Les processus d'appropriation des logements sociaux peuvent être lus à deux échelles : l'appartement d'une part constitue le territoire du ménage qui l'occupe, l'immeuble ou la cité d'autre part constitue le territoire du groupe d'habitants qui y réside. L'espace étudié peut alors être lu comme une juxtaposition d'espaces individuels ou familiaux, que complète et englobe un espace commun, perceptible dans sa spécificité et dont l'usage est partagé. Les modes d'appropriation de ces deux territoires sont de nature et de degré d'aboutissement très différents : alors que les espaces domestiques font l'objet de comportements de transformation et d'attribution de sens de l'espace matériel riches et multiples, l'espace collectif ne peut être approprié que par la reconnaissance et le respect de règles et de normes comportementales qui tendent à lui donner son existence, ce qui peut contrarier l'usage de l'espace individuel (partie II).

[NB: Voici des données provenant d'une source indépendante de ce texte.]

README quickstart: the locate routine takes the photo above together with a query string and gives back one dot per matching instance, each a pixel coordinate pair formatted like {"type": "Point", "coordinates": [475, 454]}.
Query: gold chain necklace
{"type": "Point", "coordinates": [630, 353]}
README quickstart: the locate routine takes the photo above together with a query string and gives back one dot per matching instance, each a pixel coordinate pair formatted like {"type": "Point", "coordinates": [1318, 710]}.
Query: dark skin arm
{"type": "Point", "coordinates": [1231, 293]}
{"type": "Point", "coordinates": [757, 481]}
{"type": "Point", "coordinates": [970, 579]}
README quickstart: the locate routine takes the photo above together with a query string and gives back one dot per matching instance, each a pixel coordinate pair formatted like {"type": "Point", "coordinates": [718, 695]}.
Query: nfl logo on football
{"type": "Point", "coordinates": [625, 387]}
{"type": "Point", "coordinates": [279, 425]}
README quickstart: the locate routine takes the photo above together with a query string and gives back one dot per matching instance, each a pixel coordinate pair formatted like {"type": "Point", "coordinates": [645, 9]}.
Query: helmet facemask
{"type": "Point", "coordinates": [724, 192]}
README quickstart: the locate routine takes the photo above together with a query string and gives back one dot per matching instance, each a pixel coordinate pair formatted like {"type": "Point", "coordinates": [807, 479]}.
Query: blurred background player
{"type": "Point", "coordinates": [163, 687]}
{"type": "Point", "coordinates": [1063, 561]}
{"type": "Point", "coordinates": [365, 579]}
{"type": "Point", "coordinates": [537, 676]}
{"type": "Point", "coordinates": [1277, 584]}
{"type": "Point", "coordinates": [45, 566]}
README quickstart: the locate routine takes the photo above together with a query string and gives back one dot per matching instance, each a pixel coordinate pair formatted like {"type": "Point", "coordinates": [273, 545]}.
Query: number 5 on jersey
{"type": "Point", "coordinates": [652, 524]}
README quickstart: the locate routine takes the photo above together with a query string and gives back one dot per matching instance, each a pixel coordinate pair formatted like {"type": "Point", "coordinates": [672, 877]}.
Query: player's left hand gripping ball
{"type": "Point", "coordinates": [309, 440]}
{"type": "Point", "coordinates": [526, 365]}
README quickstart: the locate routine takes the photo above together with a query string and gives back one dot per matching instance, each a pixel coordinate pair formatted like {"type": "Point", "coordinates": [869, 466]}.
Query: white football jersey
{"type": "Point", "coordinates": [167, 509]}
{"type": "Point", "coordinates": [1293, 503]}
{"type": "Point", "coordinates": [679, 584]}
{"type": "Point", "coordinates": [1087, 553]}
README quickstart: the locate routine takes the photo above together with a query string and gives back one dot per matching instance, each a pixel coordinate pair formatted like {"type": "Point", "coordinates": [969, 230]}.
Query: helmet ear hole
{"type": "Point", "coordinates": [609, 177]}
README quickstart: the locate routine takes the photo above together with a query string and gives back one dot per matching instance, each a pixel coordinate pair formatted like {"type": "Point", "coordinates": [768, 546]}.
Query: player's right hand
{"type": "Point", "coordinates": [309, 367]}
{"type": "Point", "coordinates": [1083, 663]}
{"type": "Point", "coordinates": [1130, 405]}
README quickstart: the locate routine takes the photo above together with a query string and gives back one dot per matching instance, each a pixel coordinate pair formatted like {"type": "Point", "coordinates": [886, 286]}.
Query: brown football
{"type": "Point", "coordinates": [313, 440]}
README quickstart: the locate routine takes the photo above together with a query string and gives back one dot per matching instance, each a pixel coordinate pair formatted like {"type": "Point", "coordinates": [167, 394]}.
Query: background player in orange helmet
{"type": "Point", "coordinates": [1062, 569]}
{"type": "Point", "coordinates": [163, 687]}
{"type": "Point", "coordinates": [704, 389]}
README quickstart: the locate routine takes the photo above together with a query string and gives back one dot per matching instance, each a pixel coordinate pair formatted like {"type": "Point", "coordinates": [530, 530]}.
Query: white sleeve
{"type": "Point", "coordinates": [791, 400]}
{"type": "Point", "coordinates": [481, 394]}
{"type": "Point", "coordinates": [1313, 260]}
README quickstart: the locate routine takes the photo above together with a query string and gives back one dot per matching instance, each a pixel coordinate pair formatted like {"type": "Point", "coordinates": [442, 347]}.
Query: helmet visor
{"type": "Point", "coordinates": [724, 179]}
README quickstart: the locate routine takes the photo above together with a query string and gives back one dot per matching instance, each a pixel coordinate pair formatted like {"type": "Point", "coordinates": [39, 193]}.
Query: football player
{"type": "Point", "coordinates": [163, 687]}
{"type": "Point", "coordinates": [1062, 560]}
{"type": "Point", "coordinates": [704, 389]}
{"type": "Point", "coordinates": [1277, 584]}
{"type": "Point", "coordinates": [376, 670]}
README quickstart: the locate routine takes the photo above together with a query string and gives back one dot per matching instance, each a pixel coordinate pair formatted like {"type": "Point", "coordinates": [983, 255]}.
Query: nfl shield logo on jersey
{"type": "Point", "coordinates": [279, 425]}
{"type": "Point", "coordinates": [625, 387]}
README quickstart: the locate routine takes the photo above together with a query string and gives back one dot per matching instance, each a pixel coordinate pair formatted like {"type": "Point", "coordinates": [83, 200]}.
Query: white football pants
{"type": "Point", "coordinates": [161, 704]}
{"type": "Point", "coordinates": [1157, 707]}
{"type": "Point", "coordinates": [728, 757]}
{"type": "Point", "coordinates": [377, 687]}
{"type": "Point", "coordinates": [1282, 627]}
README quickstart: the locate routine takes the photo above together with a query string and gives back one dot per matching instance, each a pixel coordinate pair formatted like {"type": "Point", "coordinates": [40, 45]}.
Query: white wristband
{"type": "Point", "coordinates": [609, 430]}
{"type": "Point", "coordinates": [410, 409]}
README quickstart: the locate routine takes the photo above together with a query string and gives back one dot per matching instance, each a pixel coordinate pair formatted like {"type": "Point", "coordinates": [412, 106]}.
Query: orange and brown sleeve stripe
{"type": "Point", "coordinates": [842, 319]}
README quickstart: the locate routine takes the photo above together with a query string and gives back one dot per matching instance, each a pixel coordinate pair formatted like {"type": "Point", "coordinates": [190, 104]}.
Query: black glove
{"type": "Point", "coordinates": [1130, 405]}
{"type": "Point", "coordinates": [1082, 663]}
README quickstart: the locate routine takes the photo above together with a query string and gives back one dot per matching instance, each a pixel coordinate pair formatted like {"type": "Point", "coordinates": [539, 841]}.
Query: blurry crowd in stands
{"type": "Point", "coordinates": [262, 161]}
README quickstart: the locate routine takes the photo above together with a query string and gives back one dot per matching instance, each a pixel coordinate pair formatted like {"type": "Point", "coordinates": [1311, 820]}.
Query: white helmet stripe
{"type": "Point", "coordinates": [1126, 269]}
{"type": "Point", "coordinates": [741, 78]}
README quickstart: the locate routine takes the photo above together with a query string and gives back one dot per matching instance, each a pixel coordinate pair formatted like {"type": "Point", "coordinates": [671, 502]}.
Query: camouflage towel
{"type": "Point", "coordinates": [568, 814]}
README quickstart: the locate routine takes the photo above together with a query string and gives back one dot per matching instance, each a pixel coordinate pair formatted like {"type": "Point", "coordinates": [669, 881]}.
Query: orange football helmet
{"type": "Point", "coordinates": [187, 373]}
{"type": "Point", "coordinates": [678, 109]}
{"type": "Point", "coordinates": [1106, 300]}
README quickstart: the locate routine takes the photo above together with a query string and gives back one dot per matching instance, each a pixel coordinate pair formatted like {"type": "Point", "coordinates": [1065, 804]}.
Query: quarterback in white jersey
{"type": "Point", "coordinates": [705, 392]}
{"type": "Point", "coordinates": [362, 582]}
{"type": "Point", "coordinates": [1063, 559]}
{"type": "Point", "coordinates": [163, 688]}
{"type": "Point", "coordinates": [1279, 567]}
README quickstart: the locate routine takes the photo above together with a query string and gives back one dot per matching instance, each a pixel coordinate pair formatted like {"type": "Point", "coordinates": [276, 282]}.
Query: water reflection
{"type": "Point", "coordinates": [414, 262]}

La réhabilitation est donc menée au sein d'un double processus d'appropriation, dont l'articulation dépend de l'action des organismes HLM et des objectifs qu'ils poursuivent. Elle est vécue à la fois comme un danger potentiel de dégradation et comme une opportunité éventuelle de valorisation supérieure de l'espace domestique, et entraîne de ce fait de multiples comportements de défense, de négociation, de nouvelles transformations et d'attribution de sens de l'espace matériel : elle prend donc forme au cœur du processus d'appropriation et le bouleverse profondément. Si cette dimension individuelle ou familiale est importante, l'aspect collectif est beaucoup moins développé. Alors que cette seconde dimension paraît être prégnante dans la conception et la mise en œuvre des opérations pour les organismes HLM, et que la réhabilitation semble offrir des conditions favorables au développement des relations que peut nouer le groupe d'habitants avec l'espace et les autres acteurs (notamment dans le cadre de la concertation), les comportements des habitants n'évoluent guère dans le sens d'un processus d'appropriation plus abouti, en raison de l'absence d'un consensus fort d'une identité socio-spatiale à cette échelle (partie III).